Imputing missing data
Peter Levy
18/02/2026
gap_fill_methods.RmdThe MetQC app uses multiple gap-fill methods to impute data when the recorded data maybe incorrect or unreliable. This document will outline the methods undertaken, by the app, for each gap-fill method.
| QC code value | QC Code | Meaning |
|---|---|---|
| 0 | raw | Original observation: raw data. |
| 1 | missing | Missing value: usually only a temporary state, whereafter values are imputed by one of the methods below. |
| 2 | time | Time: values are predicted from a GAM fitted to the non-missing data, using the local trend in time plus terms for the diurnal and seasonal cycles. The effect is similar to LOESS filtering but with the addition of the diurnal and seasonal trends, useful when multiple days are missing. Generally this is the best option for most variables. |
| 3 | regn | Regression with covariate: values are predicted from a linear
regression model fitted to the non-missing data, using some other
covariate selected from the data set.
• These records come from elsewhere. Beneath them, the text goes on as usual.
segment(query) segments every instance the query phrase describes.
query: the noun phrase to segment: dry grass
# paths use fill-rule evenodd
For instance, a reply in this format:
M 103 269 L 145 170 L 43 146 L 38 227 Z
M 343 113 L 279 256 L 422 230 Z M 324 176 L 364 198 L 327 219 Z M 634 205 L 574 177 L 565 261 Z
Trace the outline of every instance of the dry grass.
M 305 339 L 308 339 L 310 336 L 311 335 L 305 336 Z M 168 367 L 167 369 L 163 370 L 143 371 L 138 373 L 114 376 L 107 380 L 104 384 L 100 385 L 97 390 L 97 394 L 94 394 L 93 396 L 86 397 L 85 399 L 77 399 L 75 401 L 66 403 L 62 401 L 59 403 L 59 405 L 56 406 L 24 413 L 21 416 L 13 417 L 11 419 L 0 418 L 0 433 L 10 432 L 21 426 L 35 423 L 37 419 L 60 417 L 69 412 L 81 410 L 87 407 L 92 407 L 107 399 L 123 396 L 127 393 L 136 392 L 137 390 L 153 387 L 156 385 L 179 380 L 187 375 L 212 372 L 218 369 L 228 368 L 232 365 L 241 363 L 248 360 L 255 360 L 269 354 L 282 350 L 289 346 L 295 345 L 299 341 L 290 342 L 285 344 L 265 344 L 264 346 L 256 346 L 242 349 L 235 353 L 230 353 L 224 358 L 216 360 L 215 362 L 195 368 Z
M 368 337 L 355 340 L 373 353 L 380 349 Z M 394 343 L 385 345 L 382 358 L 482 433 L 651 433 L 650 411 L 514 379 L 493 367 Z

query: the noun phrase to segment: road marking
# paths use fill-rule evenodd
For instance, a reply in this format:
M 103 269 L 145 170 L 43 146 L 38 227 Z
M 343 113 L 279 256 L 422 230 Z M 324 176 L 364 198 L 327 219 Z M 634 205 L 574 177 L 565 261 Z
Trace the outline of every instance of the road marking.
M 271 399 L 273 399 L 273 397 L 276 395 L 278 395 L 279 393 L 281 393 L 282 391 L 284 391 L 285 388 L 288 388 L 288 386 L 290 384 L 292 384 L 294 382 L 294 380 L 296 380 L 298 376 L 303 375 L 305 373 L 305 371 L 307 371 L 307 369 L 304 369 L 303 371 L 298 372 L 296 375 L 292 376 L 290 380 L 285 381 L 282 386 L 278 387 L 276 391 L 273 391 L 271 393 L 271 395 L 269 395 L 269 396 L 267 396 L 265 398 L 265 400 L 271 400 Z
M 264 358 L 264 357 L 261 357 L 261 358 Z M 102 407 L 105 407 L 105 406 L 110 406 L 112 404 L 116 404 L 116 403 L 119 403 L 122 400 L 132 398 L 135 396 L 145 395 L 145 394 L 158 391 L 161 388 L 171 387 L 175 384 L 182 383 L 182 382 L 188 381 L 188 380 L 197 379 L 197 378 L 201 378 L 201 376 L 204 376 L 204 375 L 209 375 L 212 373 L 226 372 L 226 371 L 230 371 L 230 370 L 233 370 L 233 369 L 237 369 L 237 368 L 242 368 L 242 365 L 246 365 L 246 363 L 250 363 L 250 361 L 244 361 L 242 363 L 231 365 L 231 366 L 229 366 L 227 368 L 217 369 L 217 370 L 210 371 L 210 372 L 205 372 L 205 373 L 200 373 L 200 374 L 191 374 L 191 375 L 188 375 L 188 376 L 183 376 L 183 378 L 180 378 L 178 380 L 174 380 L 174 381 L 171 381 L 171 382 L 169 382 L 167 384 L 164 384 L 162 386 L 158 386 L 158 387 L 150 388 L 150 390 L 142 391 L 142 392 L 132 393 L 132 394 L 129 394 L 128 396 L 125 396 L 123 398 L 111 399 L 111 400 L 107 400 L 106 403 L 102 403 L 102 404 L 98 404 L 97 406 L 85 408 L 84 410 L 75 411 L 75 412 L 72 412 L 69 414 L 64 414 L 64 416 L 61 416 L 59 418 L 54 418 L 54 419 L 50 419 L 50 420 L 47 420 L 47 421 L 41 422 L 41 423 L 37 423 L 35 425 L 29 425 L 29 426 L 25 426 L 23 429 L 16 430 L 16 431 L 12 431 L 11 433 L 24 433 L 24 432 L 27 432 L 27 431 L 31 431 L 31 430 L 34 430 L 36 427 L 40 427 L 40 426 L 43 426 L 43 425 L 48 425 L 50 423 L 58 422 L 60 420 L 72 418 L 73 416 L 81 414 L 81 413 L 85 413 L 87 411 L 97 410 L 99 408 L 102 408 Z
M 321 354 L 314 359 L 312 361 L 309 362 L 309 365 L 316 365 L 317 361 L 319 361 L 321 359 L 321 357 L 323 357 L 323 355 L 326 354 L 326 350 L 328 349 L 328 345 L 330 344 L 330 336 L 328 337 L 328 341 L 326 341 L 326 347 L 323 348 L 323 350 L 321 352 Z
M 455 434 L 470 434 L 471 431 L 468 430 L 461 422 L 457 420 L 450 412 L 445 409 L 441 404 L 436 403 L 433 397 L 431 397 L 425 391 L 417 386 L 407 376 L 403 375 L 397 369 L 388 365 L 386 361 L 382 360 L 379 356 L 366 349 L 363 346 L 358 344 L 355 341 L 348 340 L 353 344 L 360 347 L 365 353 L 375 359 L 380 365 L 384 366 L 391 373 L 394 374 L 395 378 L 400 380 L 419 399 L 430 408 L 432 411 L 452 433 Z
Can simply replace missing values
with the covariate if fit = FALSE. |
| 4 | nightzero | Night-time zero: night-time values are forced to be zero, generally the true for incoming solar radiation variables. |
| 5 | noneg | No negative values: any negative values are forced to be zero, true for any quantity which has to be positive e.g. rainfall. |
| 6 | zero | All zeros: all values are forced to be zero, mainly used for snow depth in summer. |
| 7 | era5 | Regression with ERA5 covariate: values are predicted from a linear regression model fitted to using some other covariate selected from the ERA5 data set. ERA5 is a reanalysis data set based on weather forecasting models nudged with observations, run retrospectively so gives a consistent back-casting of weather variables. Generally this is the best option for variables whee a local trend in time is not predictable e.g. rainfall. |
| 8 | flagged | Flagged data: manually flagged data, usually only a temporary state, whereafter values are imputed by one of the methods above. |
Original observation (raw)
This method simply reverts any previously imputed (either as part of the automated process or by a user) data back to the raw observed data. This can be used to undo any changes.
Time
Fits a smoothing model (a GAM) of the variable in question against time. New values are predicted from this model.
Regression with covariate
Fits a model between the variable in question and another variable, which the user can pick from a drop down list. New values are predicted from this model.